Either they fashion a remarkable turnabout in the next 30 days, or the time will have come to dismantle their core, retool their lineup and start anew with fresher bodies. It's really down to that.

For proof, just look at how unsetting this season has been. At one point, Calgary was 6-2 and coming off a win over the defending Grey Cup champion Montreal Alouettes. Now, the Stampeders have lost four of their last five games and are limping down the stretch.

At one point, running back Joffrey Reynolds was an entrenched starter. So, too, was quarterback Henry Burris, the CFL's most outstanding player in 2010. In Friday's game against the Saskatchewan Roughriders, Reynolds checks back onto the roster after being benched for four games, while Burris takes a seat behind new No. 1 pivot, Drew Tate.

That a football team would scrub its ace running back and veteran quarterback in a month's span is a rarity, but that's how hard the Stamps have fallen. They're unhappy. They're desperate. They know the clock is ticking.

So how did things get this way?

Coaches like to say football is a team sport where one player's actions can affect an entire unit. Reynolds, a career workhorse, wasn't hitting the line of scrimmage with his usual speed and tenacity. Burris wasn't as comfortable in the pocket and began to force throws and make mistakes. (He's turned the ball over a combined 24 times on fumbles and interceptions.)

The case can be made that much of what's been wrong with the Calgary offence has to do with the departure of all-star left tackle Ben Archibald.

As head coach, John Hufnagel understood Archibald's importance as the blind-spot blocker for a right-handed passer and wanted to re-sign the CFL's most outstanding offensive lineman from 2010. As general manager, Hufnagel couldn't afford to pay Archibald what he wanted and lost him to free agency and the rival B.C. Lions.

That, combined with an injury to replacement tackle Edwin Harrison, hung a "under repair" sign on the Stampeders offensive line. From then until now, the line has had its good moments and bad but has yet to instill a belief it can get the job done when it counts. And that affected Burris, whose erratic play had slotback Nik Lewis complaining about not getting enough passes thrown his way, which eventually lead to Hufnagel questioning his team's mental toughness following a 55-36 beat down from the Hamilton Tiger-Cats.

You get the picture; how things fell apart piece by piece.

Of course, the cheerleaders are still cheering because there's just enough time to right the ship and sail to glory. But that requires faith and the Stampeders have misplaced theirs along the way because it's not their rookies who are letting them down, it's their veterans.
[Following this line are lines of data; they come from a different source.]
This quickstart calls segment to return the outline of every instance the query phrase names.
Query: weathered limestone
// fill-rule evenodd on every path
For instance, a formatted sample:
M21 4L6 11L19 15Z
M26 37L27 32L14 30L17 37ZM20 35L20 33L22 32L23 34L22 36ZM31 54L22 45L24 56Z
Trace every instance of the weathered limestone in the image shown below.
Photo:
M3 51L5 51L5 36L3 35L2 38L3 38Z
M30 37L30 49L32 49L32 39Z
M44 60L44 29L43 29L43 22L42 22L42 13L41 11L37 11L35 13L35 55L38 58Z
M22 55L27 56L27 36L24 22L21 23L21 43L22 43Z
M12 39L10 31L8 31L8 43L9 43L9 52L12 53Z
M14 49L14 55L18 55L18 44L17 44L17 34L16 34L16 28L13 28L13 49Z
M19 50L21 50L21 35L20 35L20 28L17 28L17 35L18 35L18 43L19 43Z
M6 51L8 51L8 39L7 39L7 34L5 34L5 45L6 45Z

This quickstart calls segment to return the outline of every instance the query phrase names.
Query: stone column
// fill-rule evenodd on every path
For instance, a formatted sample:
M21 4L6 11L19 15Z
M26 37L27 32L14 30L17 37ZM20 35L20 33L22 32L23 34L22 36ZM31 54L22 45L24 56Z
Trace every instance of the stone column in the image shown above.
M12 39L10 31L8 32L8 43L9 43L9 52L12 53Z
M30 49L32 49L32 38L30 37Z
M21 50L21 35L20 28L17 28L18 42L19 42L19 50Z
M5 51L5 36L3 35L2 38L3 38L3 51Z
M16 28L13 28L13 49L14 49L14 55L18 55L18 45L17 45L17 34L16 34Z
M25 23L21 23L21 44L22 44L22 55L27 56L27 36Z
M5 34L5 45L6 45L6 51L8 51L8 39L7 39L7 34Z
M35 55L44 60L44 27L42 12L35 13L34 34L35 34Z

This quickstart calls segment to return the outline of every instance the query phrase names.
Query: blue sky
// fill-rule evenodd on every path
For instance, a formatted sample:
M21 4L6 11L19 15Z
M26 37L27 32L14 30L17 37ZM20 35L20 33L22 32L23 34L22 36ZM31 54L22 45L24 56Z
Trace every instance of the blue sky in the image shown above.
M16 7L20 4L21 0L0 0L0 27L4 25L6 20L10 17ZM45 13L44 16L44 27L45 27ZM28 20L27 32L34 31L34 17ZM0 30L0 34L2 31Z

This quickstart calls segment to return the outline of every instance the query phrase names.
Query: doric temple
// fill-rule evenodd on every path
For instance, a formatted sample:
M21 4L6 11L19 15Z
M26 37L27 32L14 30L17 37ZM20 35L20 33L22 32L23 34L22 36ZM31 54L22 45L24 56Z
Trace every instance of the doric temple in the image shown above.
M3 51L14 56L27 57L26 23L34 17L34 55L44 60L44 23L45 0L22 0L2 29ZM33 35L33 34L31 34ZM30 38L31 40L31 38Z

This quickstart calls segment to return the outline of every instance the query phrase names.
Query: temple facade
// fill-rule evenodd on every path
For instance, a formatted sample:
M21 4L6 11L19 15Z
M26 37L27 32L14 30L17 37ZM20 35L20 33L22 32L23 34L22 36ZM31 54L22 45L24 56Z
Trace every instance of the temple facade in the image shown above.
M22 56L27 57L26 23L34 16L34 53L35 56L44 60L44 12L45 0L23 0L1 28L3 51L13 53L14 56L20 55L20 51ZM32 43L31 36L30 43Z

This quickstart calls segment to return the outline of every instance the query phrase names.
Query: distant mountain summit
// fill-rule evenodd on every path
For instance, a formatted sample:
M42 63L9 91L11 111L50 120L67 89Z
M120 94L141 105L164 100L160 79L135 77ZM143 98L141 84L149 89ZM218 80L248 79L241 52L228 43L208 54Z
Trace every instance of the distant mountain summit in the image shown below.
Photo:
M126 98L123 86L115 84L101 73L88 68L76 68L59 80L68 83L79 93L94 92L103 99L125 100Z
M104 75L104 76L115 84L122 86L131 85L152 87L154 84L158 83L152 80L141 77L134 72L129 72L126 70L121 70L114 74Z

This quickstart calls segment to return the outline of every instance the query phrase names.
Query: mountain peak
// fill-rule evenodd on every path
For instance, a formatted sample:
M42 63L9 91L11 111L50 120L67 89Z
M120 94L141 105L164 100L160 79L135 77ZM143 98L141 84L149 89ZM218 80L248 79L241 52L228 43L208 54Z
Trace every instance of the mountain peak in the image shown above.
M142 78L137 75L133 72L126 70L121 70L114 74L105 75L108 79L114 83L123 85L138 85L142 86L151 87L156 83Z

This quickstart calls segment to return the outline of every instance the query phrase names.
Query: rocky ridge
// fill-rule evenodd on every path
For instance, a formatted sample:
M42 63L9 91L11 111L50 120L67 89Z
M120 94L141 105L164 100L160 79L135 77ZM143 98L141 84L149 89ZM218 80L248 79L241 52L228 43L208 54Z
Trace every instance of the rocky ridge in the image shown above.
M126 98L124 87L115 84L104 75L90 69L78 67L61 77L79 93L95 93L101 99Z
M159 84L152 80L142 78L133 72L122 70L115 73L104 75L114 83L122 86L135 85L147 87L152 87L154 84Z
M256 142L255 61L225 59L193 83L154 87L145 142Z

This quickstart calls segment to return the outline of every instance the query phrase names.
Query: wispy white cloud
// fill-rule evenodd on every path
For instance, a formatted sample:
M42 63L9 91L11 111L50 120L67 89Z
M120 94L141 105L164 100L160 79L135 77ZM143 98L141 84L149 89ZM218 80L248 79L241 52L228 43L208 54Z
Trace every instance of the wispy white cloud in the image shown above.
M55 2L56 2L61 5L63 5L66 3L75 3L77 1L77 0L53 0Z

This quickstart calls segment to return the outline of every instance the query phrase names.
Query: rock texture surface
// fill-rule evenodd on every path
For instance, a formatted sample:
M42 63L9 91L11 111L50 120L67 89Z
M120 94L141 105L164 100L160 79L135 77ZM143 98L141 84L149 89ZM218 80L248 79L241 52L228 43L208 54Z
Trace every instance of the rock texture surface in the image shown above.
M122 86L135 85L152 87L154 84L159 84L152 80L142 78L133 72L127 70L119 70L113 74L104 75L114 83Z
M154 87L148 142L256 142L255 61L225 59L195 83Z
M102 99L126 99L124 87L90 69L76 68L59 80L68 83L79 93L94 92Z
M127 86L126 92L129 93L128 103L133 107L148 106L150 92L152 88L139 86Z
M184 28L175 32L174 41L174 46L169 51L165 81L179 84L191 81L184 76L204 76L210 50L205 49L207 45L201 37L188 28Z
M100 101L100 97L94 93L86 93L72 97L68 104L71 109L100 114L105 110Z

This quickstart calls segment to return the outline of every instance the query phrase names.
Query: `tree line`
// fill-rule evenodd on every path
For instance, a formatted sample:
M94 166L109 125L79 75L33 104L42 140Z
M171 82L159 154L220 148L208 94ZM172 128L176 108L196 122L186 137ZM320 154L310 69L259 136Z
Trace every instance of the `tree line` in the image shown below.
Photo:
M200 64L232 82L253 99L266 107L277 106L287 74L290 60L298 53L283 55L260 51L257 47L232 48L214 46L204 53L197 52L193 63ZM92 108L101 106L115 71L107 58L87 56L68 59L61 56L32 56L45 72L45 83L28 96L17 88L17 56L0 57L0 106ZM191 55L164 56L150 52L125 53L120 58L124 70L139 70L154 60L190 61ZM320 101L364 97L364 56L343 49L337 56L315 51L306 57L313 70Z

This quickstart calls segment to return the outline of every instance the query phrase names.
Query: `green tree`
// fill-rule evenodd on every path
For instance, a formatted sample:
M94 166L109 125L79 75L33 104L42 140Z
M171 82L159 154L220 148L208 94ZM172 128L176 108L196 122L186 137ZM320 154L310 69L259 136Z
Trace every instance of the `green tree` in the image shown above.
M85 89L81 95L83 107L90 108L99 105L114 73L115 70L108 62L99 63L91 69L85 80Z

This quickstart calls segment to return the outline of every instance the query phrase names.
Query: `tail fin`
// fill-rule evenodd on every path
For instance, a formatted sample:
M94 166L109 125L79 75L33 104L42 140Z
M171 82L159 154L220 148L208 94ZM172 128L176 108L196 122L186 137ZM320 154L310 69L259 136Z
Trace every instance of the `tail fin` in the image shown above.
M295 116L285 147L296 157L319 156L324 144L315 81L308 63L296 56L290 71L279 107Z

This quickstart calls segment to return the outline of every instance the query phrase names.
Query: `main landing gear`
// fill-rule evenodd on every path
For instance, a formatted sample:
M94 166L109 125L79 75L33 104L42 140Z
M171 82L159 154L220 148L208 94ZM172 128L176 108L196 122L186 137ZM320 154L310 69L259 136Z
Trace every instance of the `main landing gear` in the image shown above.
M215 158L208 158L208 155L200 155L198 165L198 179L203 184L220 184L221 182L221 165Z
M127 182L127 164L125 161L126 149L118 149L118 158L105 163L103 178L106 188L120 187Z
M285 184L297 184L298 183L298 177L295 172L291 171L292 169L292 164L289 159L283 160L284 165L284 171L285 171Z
Burris is 36 and now "hesitant," as his head coach described him the other day. Reynolds turns 32 next month. Receivers Romby Bryant and Ken-Yon Rambo are both in their early 30s. Lewis just turned 29. These are the players that should be leading the charge, but they're not. They're either benched or hurt or coming up short and that, too, has permeated the Stampeders' soul.

So if the ending is quick and painful, the house-cleaning needs to begin. The Stampeders won the Grey Cup in 2008. They arguably should have won another. But instead of getting closer to the championship game, they're right now headed in the opposite direction. They look suspect and vulnerable, undisciplined and prone to errors.

That wasn't supposed to be the story for the 2011 Stampeders, but the time has come because it's running out for this bunch.